Find a contact email address for the offending Web site. If you can’t find an email address on the site, do a WHOIS search for the registrant, this will be the owner of the Web site and should also list their contact information. Also make a note of who is hosting the Web site.

Use the Way Back Machine to find past views of your site — this helps prove that your site, with the original content, has been online longer.

Provide a link to the Google Cache showing that the Google Spiders discovered your content earlier than the offending Web site.

Take screenshots of the copied material on the offending Web site. In the case of a whole site being, copied save the source code as well so that it can be compared with yours.

Gather as much date evidence as possible — this might include screenshots or copies of:

The dates comments were made on your blog in response to the original post

Your MySQL database records

The original (preferably unedited) images or graphics with the file date

Past backups of your Web site with dates modified

Contact the Offending Web Site

>> To begin with, send a polite email informing the owner of the theft and request that the stolen content or images be removed within a certain time frame.

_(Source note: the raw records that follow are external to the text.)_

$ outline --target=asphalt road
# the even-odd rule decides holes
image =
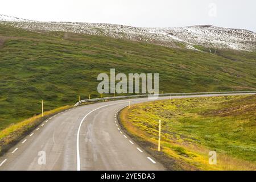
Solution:
[[[147,101],[132,99],[131,104]],[[0,157],[0,170],[164,170],[116,123],[118,111],[128,104],[128,100],[96,103],[48,118]]]

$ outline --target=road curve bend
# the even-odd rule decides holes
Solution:
[[[254,93],[250,93],[254,94]],[[173,96],[172,98],[244,94]],[[169,99],[169,97],[158,100]],[[131,100],[131,104],[151,101]],[[118,112],[129,100],[69,109],[46,119],[0,157],[2,170],[164,170],[121,130]]]

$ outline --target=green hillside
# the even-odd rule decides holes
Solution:
[[[159,73],[164,93],[255,90],[256,52],[216,54],[0,25],[0,130],[46,110],[98,97],[97,75]]]
[[[138,143],[170,168],[173,160],[164,157],[186,169],[255,170],[255,94],[176,98],[135,104],[120,118]],[[156,151],[159,119],[163,153]],[[210,151],[217,152],[217,165],[209,164]]]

>> If you don’t hear back or they aren’t compliant send a Cease and Desist order (Many outlines can be found online for you to use).

At this point they should reply to you and take the material down. Keep checking their Web site in case they remove the copied material but don’t contact you to tell you.

However, if the Web site owner doesn’t respond or even accuses you of stealing their content stop communicating with them and proceed through the next steps.

Take it to the Top

Contact the offending Web site’s host to make a complaint, sending the Cease and Desist order along with the evidence. Most hosting companies are very strict on these matters and will usually suspend the site temporarily until matters are cleared up.